74. If you plan to write a book review and write a post for each chapter (like Money Mischief on Faith and Economics), you need to know that it will take twice as long to get through the book.

75. It’s ok to start another site (like Faith and Economics) but don’t let your original site fall behind.

76. Listening to NPR and other relevant podcasts will help you stay connected to the outside world.  (It’s easy to separate from the news when you’re trying to build a business/website)

77. Limiting your email consumption will help you to focus on your tasks much better…at least it worked for me.
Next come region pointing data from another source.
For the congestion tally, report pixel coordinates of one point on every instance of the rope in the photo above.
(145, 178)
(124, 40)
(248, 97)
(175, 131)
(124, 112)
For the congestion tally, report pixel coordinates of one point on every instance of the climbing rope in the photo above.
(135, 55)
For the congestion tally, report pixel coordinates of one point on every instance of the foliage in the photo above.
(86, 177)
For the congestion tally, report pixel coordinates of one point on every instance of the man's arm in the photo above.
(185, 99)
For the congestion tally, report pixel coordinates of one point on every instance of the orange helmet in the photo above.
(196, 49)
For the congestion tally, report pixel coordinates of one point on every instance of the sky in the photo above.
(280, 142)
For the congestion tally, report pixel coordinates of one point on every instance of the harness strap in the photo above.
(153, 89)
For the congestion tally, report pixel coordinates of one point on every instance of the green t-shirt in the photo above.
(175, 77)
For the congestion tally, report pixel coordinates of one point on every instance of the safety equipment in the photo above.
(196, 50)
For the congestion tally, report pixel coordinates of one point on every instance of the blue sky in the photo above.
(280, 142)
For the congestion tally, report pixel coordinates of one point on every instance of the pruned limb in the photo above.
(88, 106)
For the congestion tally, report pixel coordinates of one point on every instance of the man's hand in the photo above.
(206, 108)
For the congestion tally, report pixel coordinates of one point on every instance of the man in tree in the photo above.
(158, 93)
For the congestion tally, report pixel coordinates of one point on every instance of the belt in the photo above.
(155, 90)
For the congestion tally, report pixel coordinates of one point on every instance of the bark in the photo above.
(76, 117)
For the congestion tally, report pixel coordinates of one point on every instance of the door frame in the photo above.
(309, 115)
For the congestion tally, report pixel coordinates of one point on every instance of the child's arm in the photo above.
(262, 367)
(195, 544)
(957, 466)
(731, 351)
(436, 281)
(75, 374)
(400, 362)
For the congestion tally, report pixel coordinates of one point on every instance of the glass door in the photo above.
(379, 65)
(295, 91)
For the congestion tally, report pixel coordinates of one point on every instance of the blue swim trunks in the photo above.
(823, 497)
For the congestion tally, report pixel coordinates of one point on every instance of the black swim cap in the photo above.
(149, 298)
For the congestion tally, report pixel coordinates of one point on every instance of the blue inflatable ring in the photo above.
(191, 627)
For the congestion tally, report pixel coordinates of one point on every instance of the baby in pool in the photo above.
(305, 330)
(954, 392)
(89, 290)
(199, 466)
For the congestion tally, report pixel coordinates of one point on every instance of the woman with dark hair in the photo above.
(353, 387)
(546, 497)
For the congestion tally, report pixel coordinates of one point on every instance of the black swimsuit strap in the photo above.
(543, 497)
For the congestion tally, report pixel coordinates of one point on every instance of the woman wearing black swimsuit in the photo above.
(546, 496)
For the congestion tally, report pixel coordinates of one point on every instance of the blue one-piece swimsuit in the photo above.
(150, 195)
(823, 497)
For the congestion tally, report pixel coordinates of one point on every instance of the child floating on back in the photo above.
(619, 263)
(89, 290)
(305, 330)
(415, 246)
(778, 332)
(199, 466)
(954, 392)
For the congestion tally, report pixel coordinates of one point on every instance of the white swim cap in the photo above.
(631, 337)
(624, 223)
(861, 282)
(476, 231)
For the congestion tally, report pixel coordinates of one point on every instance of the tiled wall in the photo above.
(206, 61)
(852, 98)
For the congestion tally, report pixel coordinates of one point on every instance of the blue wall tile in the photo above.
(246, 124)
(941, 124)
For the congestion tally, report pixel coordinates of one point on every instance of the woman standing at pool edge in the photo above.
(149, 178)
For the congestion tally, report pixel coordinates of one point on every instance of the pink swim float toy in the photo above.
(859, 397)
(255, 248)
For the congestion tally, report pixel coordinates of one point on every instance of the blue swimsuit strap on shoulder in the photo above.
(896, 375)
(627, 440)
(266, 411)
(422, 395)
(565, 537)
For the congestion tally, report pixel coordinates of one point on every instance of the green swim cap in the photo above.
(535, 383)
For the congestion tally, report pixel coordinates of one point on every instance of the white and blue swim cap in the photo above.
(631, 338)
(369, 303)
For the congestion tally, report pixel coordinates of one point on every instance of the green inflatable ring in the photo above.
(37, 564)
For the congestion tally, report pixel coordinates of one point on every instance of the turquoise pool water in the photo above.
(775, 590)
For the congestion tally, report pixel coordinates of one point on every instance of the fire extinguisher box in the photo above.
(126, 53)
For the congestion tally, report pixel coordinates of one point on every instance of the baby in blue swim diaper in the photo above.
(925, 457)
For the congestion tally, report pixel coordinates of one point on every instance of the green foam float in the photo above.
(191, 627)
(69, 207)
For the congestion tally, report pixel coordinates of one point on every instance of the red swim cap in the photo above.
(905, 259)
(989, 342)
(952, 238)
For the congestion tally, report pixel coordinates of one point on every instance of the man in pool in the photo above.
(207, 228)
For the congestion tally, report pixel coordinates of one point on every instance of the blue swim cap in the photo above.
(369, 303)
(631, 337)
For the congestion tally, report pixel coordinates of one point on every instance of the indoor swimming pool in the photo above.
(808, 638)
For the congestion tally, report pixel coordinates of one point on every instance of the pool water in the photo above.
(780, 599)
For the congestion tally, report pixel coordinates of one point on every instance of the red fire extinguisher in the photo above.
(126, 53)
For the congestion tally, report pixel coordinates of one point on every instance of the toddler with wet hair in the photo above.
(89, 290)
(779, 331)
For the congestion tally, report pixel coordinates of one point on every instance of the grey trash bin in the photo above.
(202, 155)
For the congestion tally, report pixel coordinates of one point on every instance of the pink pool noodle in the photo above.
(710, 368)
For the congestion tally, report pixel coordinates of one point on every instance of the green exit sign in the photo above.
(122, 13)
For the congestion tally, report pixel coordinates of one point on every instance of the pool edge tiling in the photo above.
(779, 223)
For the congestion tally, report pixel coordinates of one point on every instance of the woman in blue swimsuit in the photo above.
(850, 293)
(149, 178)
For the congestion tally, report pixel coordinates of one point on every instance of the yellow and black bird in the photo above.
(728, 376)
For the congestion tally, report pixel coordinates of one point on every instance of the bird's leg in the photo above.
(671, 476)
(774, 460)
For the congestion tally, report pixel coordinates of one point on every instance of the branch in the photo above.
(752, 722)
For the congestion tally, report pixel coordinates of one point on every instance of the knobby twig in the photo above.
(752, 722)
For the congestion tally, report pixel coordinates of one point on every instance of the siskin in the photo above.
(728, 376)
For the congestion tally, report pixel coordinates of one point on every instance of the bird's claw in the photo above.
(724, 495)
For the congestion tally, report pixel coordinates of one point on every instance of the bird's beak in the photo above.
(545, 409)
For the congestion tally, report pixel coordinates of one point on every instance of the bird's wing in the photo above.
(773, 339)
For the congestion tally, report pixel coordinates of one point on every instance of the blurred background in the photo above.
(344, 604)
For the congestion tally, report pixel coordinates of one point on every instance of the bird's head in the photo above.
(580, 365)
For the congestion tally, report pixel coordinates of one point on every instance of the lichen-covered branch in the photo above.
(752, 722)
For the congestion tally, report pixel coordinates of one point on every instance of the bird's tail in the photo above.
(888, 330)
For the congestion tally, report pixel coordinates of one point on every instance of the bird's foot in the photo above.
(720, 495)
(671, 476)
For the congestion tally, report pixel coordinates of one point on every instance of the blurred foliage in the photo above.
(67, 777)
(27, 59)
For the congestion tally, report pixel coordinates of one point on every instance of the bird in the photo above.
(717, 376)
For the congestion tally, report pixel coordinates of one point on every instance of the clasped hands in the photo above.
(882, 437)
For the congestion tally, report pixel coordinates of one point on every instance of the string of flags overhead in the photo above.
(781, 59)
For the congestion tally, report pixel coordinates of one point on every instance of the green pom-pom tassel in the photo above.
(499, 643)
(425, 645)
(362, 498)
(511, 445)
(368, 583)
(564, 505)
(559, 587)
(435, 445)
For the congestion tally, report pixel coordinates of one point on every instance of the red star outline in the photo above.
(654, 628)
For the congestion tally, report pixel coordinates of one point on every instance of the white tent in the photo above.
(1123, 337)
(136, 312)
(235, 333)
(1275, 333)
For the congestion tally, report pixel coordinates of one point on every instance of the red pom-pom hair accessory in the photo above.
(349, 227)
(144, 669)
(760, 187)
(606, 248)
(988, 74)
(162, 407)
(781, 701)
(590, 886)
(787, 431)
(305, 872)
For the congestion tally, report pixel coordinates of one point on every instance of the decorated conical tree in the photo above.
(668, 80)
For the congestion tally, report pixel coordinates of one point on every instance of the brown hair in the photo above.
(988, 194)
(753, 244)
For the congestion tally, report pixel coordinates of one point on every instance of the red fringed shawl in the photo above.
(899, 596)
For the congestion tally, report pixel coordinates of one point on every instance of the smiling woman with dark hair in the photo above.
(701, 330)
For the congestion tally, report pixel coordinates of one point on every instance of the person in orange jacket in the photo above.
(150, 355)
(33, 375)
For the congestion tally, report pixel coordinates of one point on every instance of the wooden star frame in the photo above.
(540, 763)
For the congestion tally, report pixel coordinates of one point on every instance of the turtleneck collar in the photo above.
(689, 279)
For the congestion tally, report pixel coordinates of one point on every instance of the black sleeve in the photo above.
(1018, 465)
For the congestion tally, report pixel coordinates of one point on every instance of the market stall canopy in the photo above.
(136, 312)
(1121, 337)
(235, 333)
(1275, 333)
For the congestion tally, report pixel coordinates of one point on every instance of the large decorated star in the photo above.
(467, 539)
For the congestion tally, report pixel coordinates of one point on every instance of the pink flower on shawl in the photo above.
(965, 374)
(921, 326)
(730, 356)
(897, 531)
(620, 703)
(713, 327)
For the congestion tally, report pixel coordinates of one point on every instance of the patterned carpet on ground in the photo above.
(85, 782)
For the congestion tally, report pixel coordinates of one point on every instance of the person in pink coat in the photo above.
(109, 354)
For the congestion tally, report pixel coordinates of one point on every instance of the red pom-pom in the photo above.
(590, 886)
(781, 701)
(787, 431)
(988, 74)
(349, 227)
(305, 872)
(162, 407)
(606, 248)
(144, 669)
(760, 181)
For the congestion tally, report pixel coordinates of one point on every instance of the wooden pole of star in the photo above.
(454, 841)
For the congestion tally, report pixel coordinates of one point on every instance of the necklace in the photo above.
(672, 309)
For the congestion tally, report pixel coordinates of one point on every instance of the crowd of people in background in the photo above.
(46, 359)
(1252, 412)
78. Also, checking your google analytics stats fewer will not result in fewer visits.  In fact, you’ll probably have more time to make better content, thus more visit potential.

79. Using an email subscription provider like Aweber is super easy.  You might like mailchimp if you want something that’s free for smaller users.

80. Blog carnivals are a great way to get noticed and to find other great sites.

81. If you honestly promote others, they’ll reciprocate.

82. The way you layout your article is important – make it easy for the reader to skim/peak their interest in reading the entire thing.

83. Having a call to action with your articles can make for good conversation among readers.

84. Doing something that makes you stand out from the crowd is crucial.

85. Good content is not a way to differentiate your blog; it’s a prerequisite to blogging.

86. Taking the time to link to previous articles is important if you want traffic to stay.

87. Linking to great articles from other sites as a nice way to pay it forward – and it helps your readers find the best of the web.

88. Stay organized and use a system for saving articles so that you can find them later!  The same is true for images.

89. Using Evernote or mind node is a great way to organize projects and even article ideas.

90. Committing to a blogging schedule is important – even if it’s only three times a week.  Just be consistent.

91. Reinvesting advertising/staff writing income back into your blog can help you reach your goals faster.

92. Just be careful not to spend it on every new feature for websites…that will nickel and dime your money away.

93. Having a proofreader (like my beautiful wife) really helps!

94. Be sure you implement a backup strategy for your wordpress blog.

95. Ask your readers what they want to read.  (Always open for suggestions tim[at]faithandfinance.org)

96. Writing for your readers is 100 times more important than writing for Google.  In other words, don’t write for SEO…write for your readers.

97. Proper planning prevents poor performance.  If you start your day/week with relevant tasks (like a to do list), you can accomplish more than you imagine.

98. Don’t wait until tomorrow to do what you can today.  Procrastination is a silent killer of blogs.

99. Stay true to your mission and you’ll start to see good things happen with your blog.

100. ________________

Are you a blogger?  What tip would you add as the 100th?